AIGA must be careful how it puts its disapproval of certain unprofessional practices in print. For instance, executive director Ric Grefé says, “AIGA was advised by the Federal Trade Commission (FTC) not to publish a spec work position in any statement that might be referred to, even indirectly, as an ethical standard that might elicit censure within the profession...or it might risk being cited for a restraint of trade through price fixing (i.e., making it unethical to work for nothing) for which we would have lost our 501.3.c status and possibly been subject to a regulatory action.”3 However, articles on AIGA’s Web site detail the perils of spec work in depth and provide tools to combat the practice in a way that does not appear to be ‘setting too many standards.’ But spec work is rampant. Is the horse out of the barn? The irony is, of course, that it is only by maintaining high standards that any profession (and its individual practitioners) remains healthy.
DO THE RIGHT THING
While free falling into an economic abyss there is little time to ponder outcomes; we’re more apt to take an expedient escape. Everyone is in the same boat: Manufacturers are being forced to reduce their costs by retailers, accept penalties if sales go bad. Publishers are struggling if they are still in business at all. Economic belt tightening is expected of everyone right on down the line—designers included. And doing the ‘right thing’ may seem difficult for just about everyone.

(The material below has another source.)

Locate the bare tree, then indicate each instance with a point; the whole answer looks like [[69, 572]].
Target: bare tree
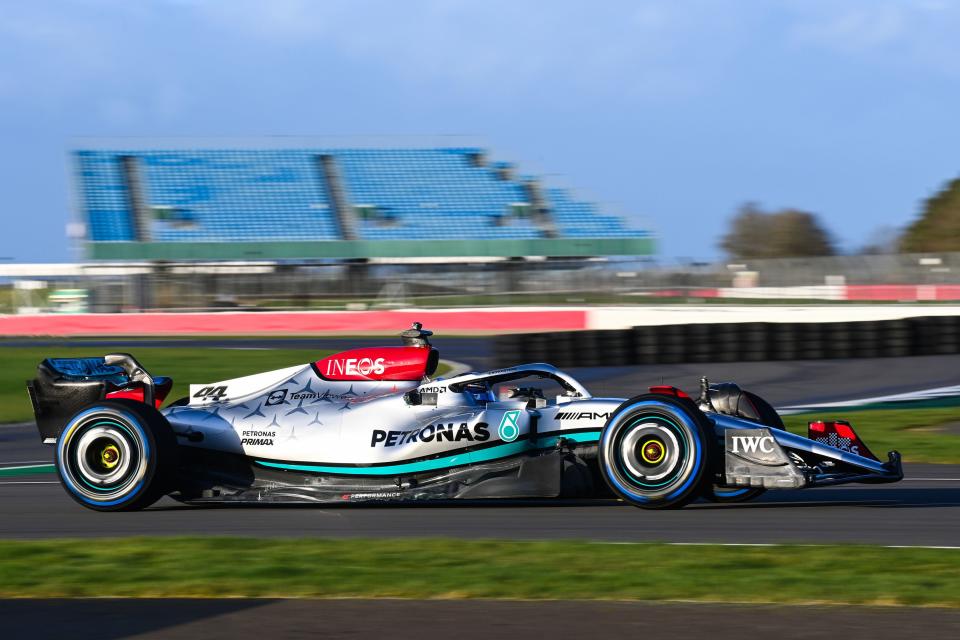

We are urged by AIGA and the Graphic Artists Guild not to work on speculation, not to pirate software programs or type fonts and to consider the implications of signing Work for Hire agreements. But how bad is it to do any of these things? Since no one discusses both sides openly, designers, who may well have ‘sinned’ themselves, just get hot under the collar when they hear someone else has broken the code of honor. Brad Weed at Microsoft, who was a designer/design manager until recently says its all too hush-hush. “People can’t even debate these issues. People may have risen to the top by working on spec. Yet we give them medals.” Weed suggests if designers could just relax and say, ‘Here are the internal conflicts I have about this. Can we discuss?’ This would be more in keeping with the culture of the profession.” By remaining less than candid, we will never advance the profession.
Bloom says, “We tend to attribute our own bad behavior to unfortunate circumstances, and the bad behavior of others to their nature.” So if we don’t ignore, or rationalize, we demonize. None of these responses does any good because it doesn’t help us understand that we are in conflict with ethics and the law. If we weren’t, wouldn’t we always do the right thing?
In a world changing at lightning speed, we need to face reality: The thing that, when you open your eyes, is still there.
The available options: Sink, swim or get out of the water.
Reality in 2010 is that we live in a world of economics: a world that expects free stuff is chock full of stuff (some awfully good, most good and some awful); a hodgepodge of people making that stuff; in a world in which there have been no new ideas ‘since the Greeks’; where clients are getting a lot for free. And where a lot of clients (and the general public) seem to be thinking this is the way it should be, how do you argue otherwise?